SEVGİNİN GÜCÜ (Zeliha AKÇAGÜNER)
Her
çocuk kitabının aslında bir yetişkin kitabı olduğunu düşünürüm her zaman. Çocuk
yaşlarını geride bıraksa da çocukluğunu, içindeki çocuğu yaşatanlar içindir bu hikâyeler
bir bakıma. Ödüllü yazar Zeliha Akçagüner’in kaleminden “Sevginin Gücü” de
onlardan biri. Sıcak, samimi bir hikâye.
Kitapta ne anlatıldığına gelince...
Beş
yaşında bir erkek çocuğu, Erdem. Ailesini küçük yaşta kaybetmiş. Bakacak
kimsesi olmadığı için de yuvaya verilmiş. Resim yapmayı seven, kafasında
dünyaya, ailesine ve kendine dair pek çok sorular olan meraklı bir çocuk. Yuvanın
dışındaki yaşamı merak ediyor ve onu hayalleriyle süsleyip zenginleştiriyor.
“Bahçe,
palmiye, okaliptüs, karabiber, zakkum ağaçlarının oluşturduğu kocaman yeşil bir
dünya. Yuva şehrin ortasında. Çevresi yüksek duvarlarla çevrili. Duvarların
ötesinde yollar, evler, ağaçlar, arabalar var. Yürüyen, koşan, koşuşan
insanlar, çocuklar… Onları görmek istiyor Erdem. Ama duvarlar yüksek. Erdem
küçük… Görmesi olası değil. Günlerdir düşlerinde, oyun oynarken, yemek yerken
hep o duvarların ötesine nasıl erişebileceğini düşünüyor. Geçen gün, hani,
bahçeye kaçmayı başardığı gün, duvarın dibindeki palmiye ağacına çıkmaya
hazırlanırken hademe gördü Erdem’i. Kendine doğru geldiğini anlayınca koşarak
binaya girdi.”
*
* * * *
“Binlerce
neden, niçin, nasıl yumak oluyordu usunda. Kimseye bir şey soramıyor. Kimse
yanıtlamıyor ki onu. Kendi kendine araştırmak, çevresini kuşatan gizleri çözmek
özlemiyle yanıyor.”
*
* * * *
Hikâyemiz
tam da burada başlıyor ve ilerleyen sayfalarda Erdem’in ailesiyle ilgili ipuçlarını,
iç dünyasında kopan fırtınaları öğreniyoruz. Bir yandan çevresindekiler
tarafından anlaşılamamanın üzüntüsü, bir
yandan kafasındaki sorulara cevap bulamamanın sıkıntısı… Kendine bir çıkış
yolu, tutunacak bir dal arıyor küçük Erdem. Bazen bir arkadaşla bazen bir
resimle kendini avutmaya çalışıyor.
“Erdem,
kızın gözlerinde bir kez daha yüreğinin derinliklerindeki bakışları buldu.
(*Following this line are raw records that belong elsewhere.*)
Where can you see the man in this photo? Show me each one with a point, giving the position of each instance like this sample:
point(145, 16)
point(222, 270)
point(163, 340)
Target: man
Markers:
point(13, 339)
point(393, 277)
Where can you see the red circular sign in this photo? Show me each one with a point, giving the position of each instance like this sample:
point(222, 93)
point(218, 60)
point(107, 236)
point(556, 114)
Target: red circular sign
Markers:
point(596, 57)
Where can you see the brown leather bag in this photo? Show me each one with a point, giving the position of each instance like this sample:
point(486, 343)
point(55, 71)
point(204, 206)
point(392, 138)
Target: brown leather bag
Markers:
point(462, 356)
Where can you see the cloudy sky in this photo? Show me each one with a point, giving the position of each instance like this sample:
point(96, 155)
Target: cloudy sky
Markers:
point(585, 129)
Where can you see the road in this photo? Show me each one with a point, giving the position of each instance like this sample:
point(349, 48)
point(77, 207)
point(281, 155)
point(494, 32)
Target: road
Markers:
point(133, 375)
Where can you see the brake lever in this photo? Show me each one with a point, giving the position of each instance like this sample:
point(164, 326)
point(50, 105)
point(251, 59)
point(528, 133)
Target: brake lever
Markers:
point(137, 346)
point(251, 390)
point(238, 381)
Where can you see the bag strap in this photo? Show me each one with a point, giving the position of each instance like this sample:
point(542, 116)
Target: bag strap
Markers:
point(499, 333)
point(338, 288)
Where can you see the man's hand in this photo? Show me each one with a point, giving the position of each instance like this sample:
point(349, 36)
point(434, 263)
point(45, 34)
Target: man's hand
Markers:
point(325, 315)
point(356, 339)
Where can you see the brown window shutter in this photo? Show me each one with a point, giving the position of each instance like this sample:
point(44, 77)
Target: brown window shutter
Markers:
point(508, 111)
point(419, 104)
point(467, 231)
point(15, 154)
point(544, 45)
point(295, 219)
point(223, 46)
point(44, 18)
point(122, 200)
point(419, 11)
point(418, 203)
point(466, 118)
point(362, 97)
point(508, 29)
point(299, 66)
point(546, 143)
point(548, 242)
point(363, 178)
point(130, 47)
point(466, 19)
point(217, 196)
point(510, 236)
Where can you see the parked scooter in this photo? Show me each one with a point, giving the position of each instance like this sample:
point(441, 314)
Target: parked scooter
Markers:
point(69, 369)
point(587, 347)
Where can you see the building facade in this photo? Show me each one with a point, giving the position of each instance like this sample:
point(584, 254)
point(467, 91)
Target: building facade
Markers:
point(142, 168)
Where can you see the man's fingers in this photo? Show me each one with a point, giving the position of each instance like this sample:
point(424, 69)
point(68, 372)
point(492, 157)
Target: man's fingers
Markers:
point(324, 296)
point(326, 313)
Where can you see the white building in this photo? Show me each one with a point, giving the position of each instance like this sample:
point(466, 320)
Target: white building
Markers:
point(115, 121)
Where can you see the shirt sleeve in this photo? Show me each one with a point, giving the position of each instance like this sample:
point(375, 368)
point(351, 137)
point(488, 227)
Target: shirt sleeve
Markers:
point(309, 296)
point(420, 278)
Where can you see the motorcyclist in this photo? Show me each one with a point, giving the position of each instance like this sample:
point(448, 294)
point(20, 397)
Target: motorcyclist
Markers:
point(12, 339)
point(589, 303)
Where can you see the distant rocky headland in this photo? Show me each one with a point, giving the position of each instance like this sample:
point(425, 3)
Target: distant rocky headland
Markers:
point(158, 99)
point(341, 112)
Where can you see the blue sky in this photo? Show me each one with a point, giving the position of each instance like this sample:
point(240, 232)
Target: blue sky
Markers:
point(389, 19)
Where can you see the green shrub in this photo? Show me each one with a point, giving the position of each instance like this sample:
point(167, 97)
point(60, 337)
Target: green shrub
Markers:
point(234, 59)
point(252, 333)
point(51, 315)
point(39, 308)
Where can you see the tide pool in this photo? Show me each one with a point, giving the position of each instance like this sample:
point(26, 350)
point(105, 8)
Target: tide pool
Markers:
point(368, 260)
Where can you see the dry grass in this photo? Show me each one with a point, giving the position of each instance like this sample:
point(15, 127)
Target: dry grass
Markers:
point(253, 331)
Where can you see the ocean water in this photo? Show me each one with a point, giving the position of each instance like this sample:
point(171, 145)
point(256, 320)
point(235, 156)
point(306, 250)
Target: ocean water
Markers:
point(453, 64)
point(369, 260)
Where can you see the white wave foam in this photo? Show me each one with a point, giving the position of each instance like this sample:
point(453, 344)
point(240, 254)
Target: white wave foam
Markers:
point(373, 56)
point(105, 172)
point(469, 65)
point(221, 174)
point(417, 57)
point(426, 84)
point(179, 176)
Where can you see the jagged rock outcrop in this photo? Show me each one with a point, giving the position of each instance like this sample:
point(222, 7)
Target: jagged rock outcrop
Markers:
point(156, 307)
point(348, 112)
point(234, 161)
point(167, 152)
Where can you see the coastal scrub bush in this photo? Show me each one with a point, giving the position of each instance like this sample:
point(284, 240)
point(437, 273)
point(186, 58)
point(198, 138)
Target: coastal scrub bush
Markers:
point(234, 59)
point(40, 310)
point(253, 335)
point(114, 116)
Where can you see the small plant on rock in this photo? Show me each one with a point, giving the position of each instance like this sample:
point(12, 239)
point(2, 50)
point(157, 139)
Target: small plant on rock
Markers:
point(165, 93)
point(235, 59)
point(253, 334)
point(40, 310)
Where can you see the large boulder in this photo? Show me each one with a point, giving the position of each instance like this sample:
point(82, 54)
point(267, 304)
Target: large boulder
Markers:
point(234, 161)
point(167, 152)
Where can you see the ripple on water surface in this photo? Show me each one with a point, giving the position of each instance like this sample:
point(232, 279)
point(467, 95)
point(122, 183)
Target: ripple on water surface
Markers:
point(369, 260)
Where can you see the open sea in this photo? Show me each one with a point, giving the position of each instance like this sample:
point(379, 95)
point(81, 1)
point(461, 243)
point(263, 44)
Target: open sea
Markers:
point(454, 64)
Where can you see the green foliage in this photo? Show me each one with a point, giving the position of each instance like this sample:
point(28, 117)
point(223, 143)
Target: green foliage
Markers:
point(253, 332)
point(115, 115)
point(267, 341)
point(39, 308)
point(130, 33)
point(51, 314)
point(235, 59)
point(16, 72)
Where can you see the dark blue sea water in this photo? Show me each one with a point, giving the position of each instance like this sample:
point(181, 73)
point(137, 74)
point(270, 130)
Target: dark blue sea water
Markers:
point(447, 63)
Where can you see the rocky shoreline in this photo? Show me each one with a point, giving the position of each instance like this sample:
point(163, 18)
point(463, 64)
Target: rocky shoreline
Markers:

Sanki bir şeyleri yakalayacak, bir gizi çözecek gibi umutla baktı Nilgün’ün
gözlerine.”
*
* * * *
“Ama
Erdem’de bunların ötesinde bir şeyler vardı.
Resimlerinde en egemen öğe gözler oluyordu. Hep koskocaman açılmış
mutlu, sevecen bakan gözler…
Çocuk
sanki tüm resim yeteneğini, bilmeden uyguladığı resim tekniklerini gözlerde
yoğunlaştırıyordu…”
*
* * * *
Kitabın
ikinci yarısında Erdem koruyucu aile yanına veriliyor. Kendini bildi bileli
yaşıtı çocuklarla bir arada bulunan Erdem, aile yaşamına uyum sağlayabilecek
mi? Hayatında ve iç dünyasında ne gibi çatışmalarla karşılaşacak? Bunların
hepsi hikâyemizde.
Kitapta
zaman zaman öğretici hava egemen olsa da – yazarımız emekli öğretmen olduğu
için bu tavrı yadırgamadım, mesleğin getirdiği bazı alışkanlıklar hayatınızın
farklı alanlarını etkileyebiliyor bazen – keyifle okunabilecek güzel bir hikâye.
“Müdür
odasında Güntaç Öğretmenle Bahar Öğretmenin arasında oturuyordu. Odada başka
öğretmenler de vardı. Yuvada bu tür olaylar heyecanla, mutlulukla karşılanırdı.
Bir çocuk daha sürekli güvenceye, bir aileye kavuştu diye kutlanırdı.”